Vikings, Egyptians, Argonauts and the Nagging Pull of Realism

Posted by on April 20, 2012

So much goodness going on here it is hard to know where to start. It’s called “Beneath the Stride of Giants.”

This is a 36 foot long single-masted ship, not seaworthy, but epic nonetheless. It was displayed at Fabrica, a chapel-conversion-to-art-space in Bristol, England.

The artist, Brian Griffiths, collected used furniture that he deconstructed and re-imagined into this amazing creation. There are still bits that you can identify as part of an armoire, or bureau.

He uses carved wooden architectural details in place of the protective totems our shipbuilding ancestors might have added and, what appears to be the bottom of a coat-stand for an anchor.
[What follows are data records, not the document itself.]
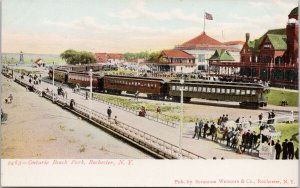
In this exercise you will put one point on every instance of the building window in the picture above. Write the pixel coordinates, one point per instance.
(267, 46)
(201, 58)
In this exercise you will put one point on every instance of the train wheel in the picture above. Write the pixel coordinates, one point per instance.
(186, 99)
(176, 99)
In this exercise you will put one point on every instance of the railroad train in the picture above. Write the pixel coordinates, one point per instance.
(249, 95)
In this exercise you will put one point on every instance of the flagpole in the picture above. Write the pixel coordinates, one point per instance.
(204, 22)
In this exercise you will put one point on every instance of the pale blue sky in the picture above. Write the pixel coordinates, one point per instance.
(51, 26)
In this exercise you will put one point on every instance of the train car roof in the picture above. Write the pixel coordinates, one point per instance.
(219, 83)
(139, 78)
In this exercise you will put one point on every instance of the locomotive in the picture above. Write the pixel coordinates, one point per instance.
(250, 95)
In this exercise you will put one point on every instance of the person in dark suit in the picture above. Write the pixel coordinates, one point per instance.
(297, 153)
(205, 129)
(213, 130)
(285, 149)
(291, 151)
(200, 128)
(277, 149)
(196, 130)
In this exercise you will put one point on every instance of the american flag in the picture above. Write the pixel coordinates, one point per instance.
(208, 16)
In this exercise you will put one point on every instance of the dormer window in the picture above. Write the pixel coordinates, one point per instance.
(267, 45)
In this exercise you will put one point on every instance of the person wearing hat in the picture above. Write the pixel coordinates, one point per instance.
(277, 149)
(290, 147)
(109, 112)
(205, 129)
(285, 149)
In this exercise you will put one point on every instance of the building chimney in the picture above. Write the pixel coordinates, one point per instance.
(247, 37)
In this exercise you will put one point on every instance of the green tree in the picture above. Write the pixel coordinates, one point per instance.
(154, 57)
(136, 55)
(73, 57)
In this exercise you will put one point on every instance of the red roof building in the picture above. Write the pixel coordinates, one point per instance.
(271, 58)
(101, 57)
(175, 61)
(202, 47)
(109, 57)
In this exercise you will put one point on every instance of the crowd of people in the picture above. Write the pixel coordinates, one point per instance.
(242, 139)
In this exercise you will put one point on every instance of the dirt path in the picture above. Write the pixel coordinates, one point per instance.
(37, 129)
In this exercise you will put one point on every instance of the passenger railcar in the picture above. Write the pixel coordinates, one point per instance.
(153, 87)
(248, 94)
(83, 79)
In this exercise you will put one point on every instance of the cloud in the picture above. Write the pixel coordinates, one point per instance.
(138, 10)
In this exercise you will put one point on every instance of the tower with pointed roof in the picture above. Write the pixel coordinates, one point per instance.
(271, 58)
(202, 47)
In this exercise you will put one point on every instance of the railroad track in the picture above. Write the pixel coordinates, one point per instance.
(142, 140)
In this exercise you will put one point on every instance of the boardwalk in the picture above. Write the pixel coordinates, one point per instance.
(202, 147)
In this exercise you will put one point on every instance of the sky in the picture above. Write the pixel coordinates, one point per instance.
(119, 26)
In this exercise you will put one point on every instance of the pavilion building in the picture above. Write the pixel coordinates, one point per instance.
(202, 47)
(272, 58)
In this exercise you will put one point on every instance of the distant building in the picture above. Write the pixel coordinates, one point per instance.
(273, 57)
(101, 57)
(202, 47)
(220, 56)
(175, 61)
(112, 58)
(39, 62)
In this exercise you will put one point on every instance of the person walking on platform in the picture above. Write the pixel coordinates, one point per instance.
(205, 129)
(291, 151)
(196, 130)
(260, 116)
(86, 95)
(200, 128)
(277, 149)
(285, 149)
(109, 112)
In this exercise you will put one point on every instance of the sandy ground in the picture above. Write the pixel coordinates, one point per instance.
(38, 129)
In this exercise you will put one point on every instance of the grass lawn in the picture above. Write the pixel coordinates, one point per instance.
(276, 96)
(288, 130)
(169, 112)
(121, 72)
(26, 71)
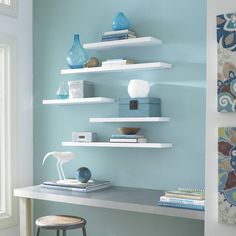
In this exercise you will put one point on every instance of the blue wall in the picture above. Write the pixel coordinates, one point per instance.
(181, 25)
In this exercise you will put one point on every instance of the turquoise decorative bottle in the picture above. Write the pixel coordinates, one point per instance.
(77, 57)
(120, 22)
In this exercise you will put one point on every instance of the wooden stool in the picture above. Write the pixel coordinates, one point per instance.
(60, 222)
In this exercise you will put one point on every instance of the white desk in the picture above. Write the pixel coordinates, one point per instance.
(121, 198)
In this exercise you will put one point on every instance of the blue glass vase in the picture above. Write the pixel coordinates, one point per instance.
(62, 92)
(77, 57)
(120, 22)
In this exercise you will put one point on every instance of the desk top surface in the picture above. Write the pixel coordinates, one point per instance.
(119, 198)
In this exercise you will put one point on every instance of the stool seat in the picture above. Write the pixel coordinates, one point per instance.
(60, 222)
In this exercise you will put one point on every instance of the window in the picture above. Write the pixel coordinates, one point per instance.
(7, 130)
(8, 7)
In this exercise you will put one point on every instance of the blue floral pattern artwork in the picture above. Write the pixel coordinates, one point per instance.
(226, 78)
(227, 175)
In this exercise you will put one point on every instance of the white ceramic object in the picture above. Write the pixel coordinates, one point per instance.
(138, 88)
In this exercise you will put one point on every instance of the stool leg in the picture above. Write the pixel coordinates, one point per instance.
(84, 231)
(37, 231)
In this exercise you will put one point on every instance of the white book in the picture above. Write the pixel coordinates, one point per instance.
(182, 200)
(74, 185)
(128, 140)
(119, 32)
(120, 62)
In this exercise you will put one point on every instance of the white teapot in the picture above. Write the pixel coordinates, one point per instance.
(138, 88)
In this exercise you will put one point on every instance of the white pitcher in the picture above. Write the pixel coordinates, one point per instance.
(138, 88)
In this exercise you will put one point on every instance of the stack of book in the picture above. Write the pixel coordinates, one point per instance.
(127, 138)
(75, 185)
(193, 199)
(118, 35)
(117, 62)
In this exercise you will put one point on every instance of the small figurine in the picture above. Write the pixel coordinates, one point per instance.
(62, 157)
(83, 174)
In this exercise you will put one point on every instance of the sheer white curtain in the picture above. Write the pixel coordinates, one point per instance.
(9, 7)
(7, 130)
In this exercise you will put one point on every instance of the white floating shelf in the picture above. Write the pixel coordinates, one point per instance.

It seems magical, like it could glide overland. When we use furniture it becomes imbibed with history, ours and its. I love the idea of the using these pieces with their own history to make a piece that replicates a historical object.

From the Fabrica description:

“alluding to a mythical past of Vikings, the Egyptians, the Argonauts, Griffiths’ carefully crafted combination of cupboard doors, veneered wardrobes and odd wooden artifacts maintains what he describes as the ‘nagging pull of realism’.”

I keep repeating that: “the nagging pull of realism.” We strive to ‘be real’ to strip back the layers of artifice. Is being ‘real’ a worthy goal? Probably. Most of the time. But not always.

 

Perhaps because it was made and displayed in England, this ship reminds me most of Sutton Hoo. I remember stumbling around the British Museum on fall break, hearing the story of Sutton Hoo for the first time. The fact that stuck with me most was the buried treasure (or treasure trove) laws in England (before 1996). If something was hidden with the intention that the hider would be back for it, the recovered treasure belongs to The Crown. However, if it was buried without the intention to recover it, it is the property of the landowner. Edith Pretty was the landowner in this case, and she gave the treasure to the British Museum as a gift to the nation, so that her discovery could be shared by everyone. Just a fun fact for your Friday afternoon.